No ESP can guarantee you 100% uptime. (If one does, turn and run the other way.) When an ESP tells you a downtime, dig deeper than the number they give you. If the ESP tells you their downtime is X, verify it, and do the math, keeping in mind that even a tiny percentage of downtime can mean a huge issue for you. You might think 99% uptime sounds great, but what’s 99% of 365? The answer is 361.35 days…leaving 3.65 days of downtime.
Talk to customers of that ESP about their experiences with downtime. What is the reality? How often does it happen? How is it handled? Is the ESP proactive when it happens?
Also ask the ESP some questions to learn more, like how often do they release updates that require a temporary service suspension? How much unplanned downtime have they experienced in the last 24 months? What caused it and what did they do about it?
Fourth, the SLA, a.k.a. When Things Go Wrong…
OK, it’s a miserable job, but someone has to read the Service Level Agreement — maybe not you, but someone. It’s not a perfect world (and remember there are no perfect ESPs) and something could go wrong, as much as we hope it won’t. What recourse is provided should the Service Level Agreement (SLA) not be met? Know that going into the relationship with a new ESP, so you won’t get any ugly surprises later.
While reading through the SLA (or having someone give you the highlights of it), you will probably realize it says nothing about compensation should things go wrong.
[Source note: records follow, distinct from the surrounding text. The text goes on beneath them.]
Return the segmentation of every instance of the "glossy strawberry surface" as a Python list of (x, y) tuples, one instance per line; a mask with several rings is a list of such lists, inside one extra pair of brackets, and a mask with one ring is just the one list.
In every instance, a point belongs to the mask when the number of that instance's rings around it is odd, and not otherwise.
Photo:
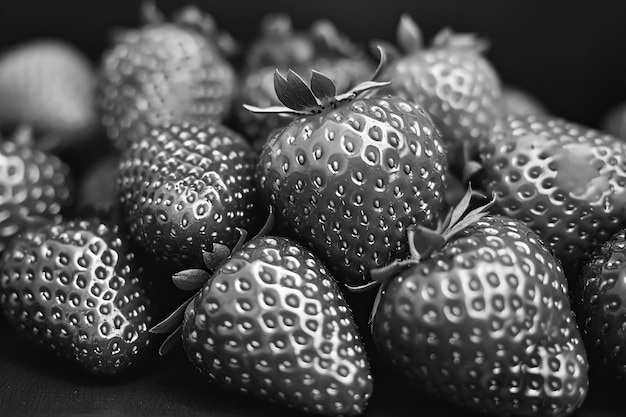
[[(407, 17), (401, 20), (400, 37), (410, 25), (415, 23)], [(417, 44), (421, 38), (413, 42), (403, 45), (404, 54), (381, 74), (393, 83), (378, 94), (396, 95), (424, 108), (441, 132), (450, 168), (460, 175), (464, 143), (473, 147), (487, 137), (501, 114), (499, 76), (483, 55), (484, 46), (469, 35), (443, 30), (428, 47)]]
[[(257, 155), (218, 124), (167, 124), (124, 152), (118, 188), (134, 240), (169, 269), (202, 266), (214, 243), (232, 248), (236, 228), (259, 218)], [(263, 212), (263, 210), (261, 210)]]
[(72, 188), (69, 167), (58, 157), (0, 139), (0, 252), (28, 224), (59, 219)]
[(124, 149), (154, 124), (224, 119), (235, 81), (231, 64), (201, 33), (174, 23), (146, 25), (121, 34), (102, 57), (101, 120)]
[(211, 380), (299, 411), (358, 415), (372, 393), (334, 278), (283, 237), (253, 239), (222, 264), (187, 307), (183, 344)]
[(342, 283), (406, 256), (411, 224), (443, 206), (445, 152), (429, 116), (398, 98), (356, 99), (300, 117), (265, 144), (257, 168), (279, 222)]
[(400, 270), (372, 331), (398, 372), (467, 411), (564, 416), (587, 395), (560, 263), (517, 220), (486, 216)]
[(511, 115), (481, 145), (494, 210), (524, 221), (575, 280), (582, 259), (626, 219), (626, 144), (550, 116)]
[(626, 376), (626, 231), (620, 230), (596, 249), (583, 265), (576, 317), (598, 371)]
[(17, 332), (93, 374), (149, 352), (150, 300), (117, 226), (66, 221), (15, 238), (0, 263), (0, 308)]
Remember my earlier point about downtime? If you lose money due to an outage or some other glitch that prevents you from using the ESP’s platform, you probably won’t get reimbursed. So really pay attention to that ESP’s performance record and ask a lot of questions. Dig deep.
Lastly, Is Your Data Safe?
Your customers and subscribers trust you with their personal information—not the ESP, but you. Protecting that data is your job, but there is a vulnerability you can’t avoid because you have to use that data in order to use that ESP. That means your ESP must guard the data as diligently as you do.
(Source: Gemalto Breach Level Index)
Security should extend beyond the platform to cover access to the network as well as local access from the platform facility. Before evaluating the security capabilities of any ESP, be clear on the requirements of your organization and industry, and the level of security wanted or mandated.
Ask the ESP about audit trails and security tools. Do they provide monitoring and alerts? What about data breaches? Has the ESP had a data breach? If so, when and what steps were taken to prevent a recurrence?
Then get granular: Does the vendor offer encrypted fields for email? Does the vendor offer tokenized sending?
While these might seem like almost confrontational questions, it’s worth the time (and discomfort) to seek out the answers. You don’t want to be switching ESPs any time soon, right? And investing more time now can help you make a better choice. Besides, the ESPs might also be vetting you. You present a potential risk to the ESP and they need to make sure having you as a client won’t damage their sending reputation (or make their lives miserable). This is such a serious matter that Andrew Bonar compiled a list of resources for ESPs for the OnlyInfluencers blog.
Switching ESPs is always a hassle, so make sure you’re switching to an ESP that’s going to work for you for a long time. Be willing to dig deep and ask a lot of questions, about even seemingly minor issues. You might just uncover some dirt that will save you from bigger issues later.